WORK WITH THE DATA, P. 963

  1. The expression of TRPA1 in the python is much greater in the TG than in the DRGs. In contrast, the expression of TRPA1 in the rat snake is low and not very different in the TG and the DRGs. There are no remarkable differences in the expression of TRPV1 in the TG versus the DRGs in either the rat snake or the python.

  2. Since the expression of TRPA1 is dramatically higher in the TG of the pit snake but not in the TG of the non-pit snake, these data support the conclusion that the TRPA1 channel plays a role in the function of the pit organ.
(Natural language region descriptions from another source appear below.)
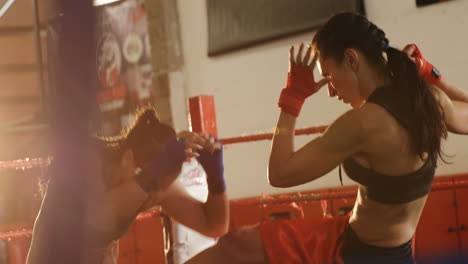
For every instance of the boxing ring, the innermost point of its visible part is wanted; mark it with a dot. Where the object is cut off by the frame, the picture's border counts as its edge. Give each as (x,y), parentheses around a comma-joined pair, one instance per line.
(292,205)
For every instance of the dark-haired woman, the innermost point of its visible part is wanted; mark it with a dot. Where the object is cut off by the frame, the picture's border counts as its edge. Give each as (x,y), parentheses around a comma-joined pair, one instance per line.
(389,143)
(135,172)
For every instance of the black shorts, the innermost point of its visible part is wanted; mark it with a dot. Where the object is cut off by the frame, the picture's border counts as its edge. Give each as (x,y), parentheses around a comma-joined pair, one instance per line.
(355,251)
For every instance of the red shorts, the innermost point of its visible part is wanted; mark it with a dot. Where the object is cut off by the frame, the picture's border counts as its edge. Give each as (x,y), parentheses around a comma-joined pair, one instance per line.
(304,240)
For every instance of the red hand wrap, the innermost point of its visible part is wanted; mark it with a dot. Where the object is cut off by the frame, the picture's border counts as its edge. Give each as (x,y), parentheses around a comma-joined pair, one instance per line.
(299,86)
(428,72)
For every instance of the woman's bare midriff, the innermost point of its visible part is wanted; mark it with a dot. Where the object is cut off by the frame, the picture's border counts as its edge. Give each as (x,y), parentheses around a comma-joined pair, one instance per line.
(385,225)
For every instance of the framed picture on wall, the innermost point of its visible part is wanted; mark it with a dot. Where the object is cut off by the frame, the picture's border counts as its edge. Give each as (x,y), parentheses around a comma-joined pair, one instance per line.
(233,25)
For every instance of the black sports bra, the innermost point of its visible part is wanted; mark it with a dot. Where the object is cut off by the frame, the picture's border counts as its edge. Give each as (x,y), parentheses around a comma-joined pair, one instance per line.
(392,189)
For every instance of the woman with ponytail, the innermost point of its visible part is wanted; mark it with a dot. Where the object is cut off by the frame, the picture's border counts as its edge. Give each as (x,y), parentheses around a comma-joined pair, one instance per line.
(389,143)
(127,175)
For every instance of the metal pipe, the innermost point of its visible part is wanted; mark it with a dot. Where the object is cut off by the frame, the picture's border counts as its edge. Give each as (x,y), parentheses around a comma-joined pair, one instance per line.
(40,64)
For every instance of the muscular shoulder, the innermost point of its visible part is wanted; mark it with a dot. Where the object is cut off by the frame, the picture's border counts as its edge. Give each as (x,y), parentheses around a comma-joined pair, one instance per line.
(370,119)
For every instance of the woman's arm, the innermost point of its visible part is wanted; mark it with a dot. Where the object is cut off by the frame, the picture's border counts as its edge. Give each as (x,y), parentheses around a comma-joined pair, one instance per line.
(342,138)
(210,218)
(455,112)
(453,92)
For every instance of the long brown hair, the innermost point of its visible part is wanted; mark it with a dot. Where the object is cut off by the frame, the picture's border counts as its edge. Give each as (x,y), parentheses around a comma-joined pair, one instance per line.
(144,137)
(349,30)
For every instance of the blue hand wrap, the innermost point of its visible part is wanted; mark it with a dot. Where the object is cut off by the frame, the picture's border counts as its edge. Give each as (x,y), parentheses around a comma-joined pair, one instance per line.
(213,165)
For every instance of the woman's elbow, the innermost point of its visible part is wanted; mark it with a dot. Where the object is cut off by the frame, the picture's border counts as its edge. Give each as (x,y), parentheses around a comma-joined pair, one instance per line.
(217,231)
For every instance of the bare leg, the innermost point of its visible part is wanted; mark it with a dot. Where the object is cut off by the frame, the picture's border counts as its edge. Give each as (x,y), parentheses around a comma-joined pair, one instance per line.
(243,245)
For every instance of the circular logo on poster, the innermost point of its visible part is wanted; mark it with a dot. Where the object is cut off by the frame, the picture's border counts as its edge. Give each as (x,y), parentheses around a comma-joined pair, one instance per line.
(133,48)
(109,60)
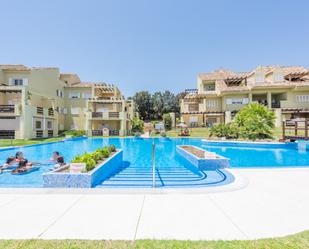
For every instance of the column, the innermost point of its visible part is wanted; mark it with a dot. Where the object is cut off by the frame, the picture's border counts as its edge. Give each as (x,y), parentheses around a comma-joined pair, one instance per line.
(269,100)
(228,117)
(250,98)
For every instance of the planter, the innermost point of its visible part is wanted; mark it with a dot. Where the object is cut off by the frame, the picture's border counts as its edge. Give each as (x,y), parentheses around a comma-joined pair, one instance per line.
(62,179)
(202,159)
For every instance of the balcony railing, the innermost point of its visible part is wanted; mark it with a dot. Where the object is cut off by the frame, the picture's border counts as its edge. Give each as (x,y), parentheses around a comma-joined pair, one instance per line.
(50,112)
(113,114)
(105,115)
(275,105)
(97,114)
(7,108)
(40,110)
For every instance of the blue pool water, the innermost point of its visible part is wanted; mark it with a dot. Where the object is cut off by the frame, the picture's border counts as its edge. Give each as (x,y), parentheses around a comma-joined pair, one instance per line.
(171,170)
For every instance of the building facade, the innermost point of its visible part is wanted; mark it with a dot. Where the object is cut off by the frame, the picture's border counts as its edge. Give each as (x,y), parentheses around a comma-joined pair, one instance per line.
(222,93)
(42,102)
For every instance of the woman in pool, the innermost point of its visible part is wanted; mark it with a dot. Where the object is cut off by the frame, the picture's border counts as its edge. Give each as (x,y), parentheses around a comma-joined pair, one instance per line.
(56,157)
(10,161)
(22,162)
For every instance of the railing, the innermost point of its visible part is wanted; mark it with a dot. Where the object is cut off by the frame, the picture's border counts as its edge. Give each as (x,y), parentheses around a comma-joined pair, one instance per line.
(275,105)
(7,108)
(97,114)
(7,134)
(40,110)
(113,114)
(50,112)
(153,158)
(295,129)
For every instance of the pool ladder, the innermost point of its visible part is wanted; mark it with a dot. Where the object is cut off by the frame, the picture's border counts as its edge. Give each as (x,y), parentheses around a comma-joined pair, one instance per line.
(153,158)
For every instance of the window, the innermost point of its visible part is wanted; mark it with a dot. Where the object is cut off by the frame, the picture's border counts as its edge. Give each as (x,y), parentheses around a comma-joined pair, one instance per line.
(259,78)
(86,95)
(74,95)
(38,124)
(193,107)
(17,82)
(278,77)
(211,103)
(242,101)
(302,98)
(211,87)
(49,125)
(74,111)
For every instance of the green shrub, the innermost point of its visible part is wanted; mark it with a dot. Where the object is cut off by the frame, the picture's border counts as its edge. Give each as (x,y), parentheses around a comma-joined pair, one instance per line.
(112,148)
(88,159)
(224,130)
(255,121)
(137,125)
(91,159)
(75,133)
(167,119)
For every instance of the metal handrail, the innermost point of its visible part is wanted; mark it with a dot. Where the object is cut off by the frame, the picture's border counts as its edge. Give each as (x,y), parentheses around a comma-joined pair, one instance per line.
(153,165)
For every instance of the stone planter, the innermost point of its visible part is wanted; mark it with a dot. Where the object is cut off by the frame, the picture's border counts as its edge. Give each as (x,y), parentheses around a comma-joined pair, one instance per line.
(63,179)
(210,162)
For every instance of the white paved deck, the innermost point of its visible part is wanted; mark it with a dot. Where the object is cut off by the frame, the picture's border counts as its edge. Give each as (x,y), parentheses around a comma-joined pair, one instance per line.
(274,203)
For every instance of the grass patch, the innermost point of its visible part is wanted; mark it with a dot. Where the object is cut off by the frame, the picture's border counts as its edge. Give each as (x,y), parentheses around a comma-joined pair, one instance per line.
(297,241)
(204,132)
(21,142)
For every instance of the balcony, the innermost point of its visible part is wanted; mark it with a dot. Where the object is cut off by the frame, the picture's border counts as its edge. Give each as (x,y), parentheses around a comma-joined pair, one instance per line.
(97,114)
(50,112)
(40,110)
(108,115)
(10,110)
(7,108)
(113,114)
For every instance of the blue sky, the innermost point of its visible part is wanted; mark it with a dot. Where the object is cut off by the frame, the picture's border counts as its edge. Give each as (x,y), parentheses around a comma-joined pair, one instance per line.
(153,45)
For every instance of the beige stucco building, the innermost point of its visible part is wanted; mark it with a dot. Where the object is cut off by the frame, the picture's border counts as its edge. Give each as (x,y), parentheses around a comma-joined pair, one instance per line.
(222,93)
(41,102)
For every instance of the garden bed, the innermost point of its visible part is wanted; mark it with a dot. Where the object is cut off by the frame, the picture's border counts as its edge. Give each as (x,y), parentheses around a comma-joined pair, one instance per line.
(202,159)
(64,178)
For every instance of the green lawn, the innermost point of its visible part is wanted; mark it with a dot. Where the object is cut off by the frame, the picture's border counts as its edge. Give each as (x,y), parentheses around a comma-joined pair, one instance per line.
(297,241)
(18,142)
(194,132)
(204,132)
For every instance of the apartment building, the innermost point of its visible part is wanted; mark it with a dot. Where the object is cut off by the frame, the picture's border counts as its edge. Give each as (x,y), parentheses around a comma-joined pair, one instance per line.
(222,93)
(41,102)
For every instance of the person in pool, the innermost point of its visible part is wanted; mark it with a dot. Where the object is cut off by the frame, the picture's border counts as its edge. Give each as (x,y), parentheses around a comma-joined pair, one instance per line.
(56,157)
(22,162)
(10,161)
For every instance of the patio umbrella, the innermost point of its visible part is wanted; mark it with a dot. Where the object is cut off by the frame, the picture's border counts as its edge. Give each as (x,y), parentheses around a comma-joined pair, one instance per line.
(182,125)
  3. If expression of the TRPA1 channel confers on a gene expression model system a temperature sensitivity in the range characteristic of the pit organ, that result would be strong evidence that the TRPA1 channel is the IR sensor in the pit organ.

FIGURE QUESTIONS

Figure 45.4 Bombykol has the function of attracting mates from a distance, so it has to diffuse widely. A territory-marking pheromone serves to indicate a specific place and therefore should not diffuse widely, so it would have a lower diffusion coefficient.

Figure 45.9 Several mechanisms can enable bilaterally placed ears to detect directionality of a sound: (1) The sound will be louder the closer the ear is to the source, and also the head creates a sound shadow for sounds coming from the side. (2) The sound will reach the closer ear sooner than the more distant ear. (3) If the sound is not coming from directly in front or in back, there will be a phase mismatch between the sound waves reaching the two ears.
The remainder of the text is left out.